Modified Total Direct Cost (MTDC)
Understanding modified total direct cost (MTDC) is also essential under the new guidelines. MTDC includes all direct salaries and wages, applicable fringe benefits, materials, supplies, services, travel, and up to the first $25,000 of each subaward. (Note that the 15% increase in de minimis rate is only for when using MTDC to calculate your indirect amount.)
With the new guidance, calculation of MTDC remains critical as it determines the total direct costs on which the indirect cost rate is applied. So you should be aware of how these costs are calculated and reported to ensure compliance and maximize funding opportunities.
The following example shows the difference in MTDC calculations under the new guidance:
Old Guidance (10% De Minimis Rate)
Costs and Grants | Amounts | MTDC Calculation |
Direct Salaries | $1,000,000 | $1,000,000 |
Direct Education Materials | 75,000 | 75,000 |
Subaward 1 | 150,000 | 25,000 |
Subaward 2 | 200,000 | 25,000 |
Subaward 3 | 500,000 | 25,000 |
Total | $1,150,000 | |
De Minimis Rate (Old) | 10% | |
Allowable Indirect | $115,000 |
New Guidance (15% De Minimis Rate)
Costs and Grants | Amounts | MTDC Calculation |
Direct Salaries | $1,000,000 | $1,000,000 |
Direct Education Materials | 75,000 | 75,000 |
Subaward 1 | 150,000 | 50,000 |
Subaward 2 | 200,000 | 50,000 |
Subaward 3 | 500,000 | 50,000 |
Total | $1,225,000 | |
De Minimis Rate (Old) | 15% | |
Allowable Indirect | $185,750 |
The result is an extra $68,750 of additional indirect available to be reimbursed by your grantor.
Practical Steps for Nonprofits
Take the following steps at your nonprofit to adapt to these changes:
- Update internal policies to reflect the new thresholds and rates.
- Communicate changes to staff and stakeholders to ensure everyone is on the same page.
- Review existing grants and contracts to identify areas where the new rules could affect current funding.
- Engage with CPAs and financial advisors who can provide guidance and help maximize the benefits of these changes.

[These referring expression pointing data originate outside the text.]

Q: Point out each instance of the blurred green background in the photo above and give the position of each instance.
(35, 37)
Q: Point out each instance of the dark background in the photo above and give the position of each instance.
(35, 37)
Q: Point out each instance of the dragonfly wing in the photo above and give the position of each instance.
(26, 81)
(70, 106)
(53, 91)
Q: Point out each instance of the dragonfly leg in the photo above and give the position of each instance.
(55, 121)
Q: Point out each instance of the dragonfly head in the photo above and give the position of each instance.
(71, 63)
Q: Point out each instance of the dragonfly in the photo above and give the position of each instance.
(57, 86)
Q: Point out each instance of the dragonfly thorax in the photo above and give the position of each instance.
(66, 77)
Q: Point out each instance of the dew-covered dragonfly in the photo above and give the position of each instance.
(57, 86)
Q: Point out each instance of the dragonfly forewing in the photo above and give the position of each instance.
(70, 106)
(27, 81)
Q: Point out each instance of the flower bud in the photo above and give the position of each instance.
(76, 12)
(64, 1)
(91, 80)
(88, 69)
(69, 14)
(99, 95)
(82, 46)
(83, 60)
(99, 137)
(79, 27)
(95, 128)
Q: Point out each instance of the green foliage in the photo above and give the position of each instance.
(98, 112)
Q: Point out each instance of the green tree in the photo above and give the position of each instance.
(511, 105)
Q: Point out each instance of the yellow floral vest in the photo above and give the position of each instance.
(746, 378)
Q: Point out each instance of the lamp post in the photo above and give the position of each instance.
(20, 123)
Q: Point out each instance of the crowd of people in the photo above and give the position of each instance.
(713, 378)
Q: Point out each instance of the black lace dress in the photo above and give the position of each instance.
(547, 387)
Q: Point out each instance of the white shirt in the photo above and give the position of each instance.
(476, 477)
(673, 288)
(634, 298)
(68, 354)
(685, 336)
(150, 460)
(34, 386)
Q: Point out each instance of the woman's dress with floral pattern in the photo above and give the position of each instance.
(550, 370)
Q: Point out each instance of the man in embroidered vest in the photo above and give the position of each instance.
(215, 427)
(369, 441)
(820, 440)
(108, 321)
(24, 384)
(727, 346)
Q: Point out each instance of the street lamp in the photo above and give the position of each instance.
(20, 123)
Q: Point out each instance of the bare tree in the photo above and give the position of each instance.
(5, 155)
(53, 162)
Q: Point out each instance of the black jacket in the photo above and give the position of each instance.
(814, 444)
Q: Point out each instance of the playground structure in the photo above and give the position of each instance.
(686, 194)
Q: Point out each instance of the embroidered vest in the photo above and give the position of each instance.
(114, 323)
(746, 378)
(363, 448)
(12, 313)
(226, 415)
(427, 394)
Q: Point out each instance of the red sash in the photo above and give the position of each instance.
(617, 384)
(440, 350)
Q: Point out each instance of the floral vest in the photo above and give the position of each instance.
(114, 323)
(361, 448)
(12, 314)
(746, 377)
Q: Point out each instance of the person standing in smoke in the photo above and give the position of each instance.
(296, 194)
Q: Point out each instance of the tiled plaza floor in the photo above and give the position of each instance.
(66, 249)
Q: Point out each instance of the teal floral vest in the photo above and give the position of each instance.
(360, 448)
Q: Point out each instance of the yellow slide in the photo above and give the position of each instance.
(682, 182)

These Uniform Guidance updates are meant to ease some of the financial strains on nonprofits, which in turn allows them more flexibility and capacity to focus on their primary missions. It’s a prime opportunity to reassess and potentially recalibrate your financial and administrative strategies when it comes to federal grants.
As you move forward, stay informed and proactive in your communication with grantors. Each nonprofit’s situation is unique. While these changes are broadly beneficial, the specific impact can vary.
You can also seek the help of James Moore’s nonprofit financial professionals to leverage these changes to your nonprofit’s advantage. That and maintaining a clear dialogue with funding agencies can ensure your organization remains compliant and makes the most of the new federal grant environment.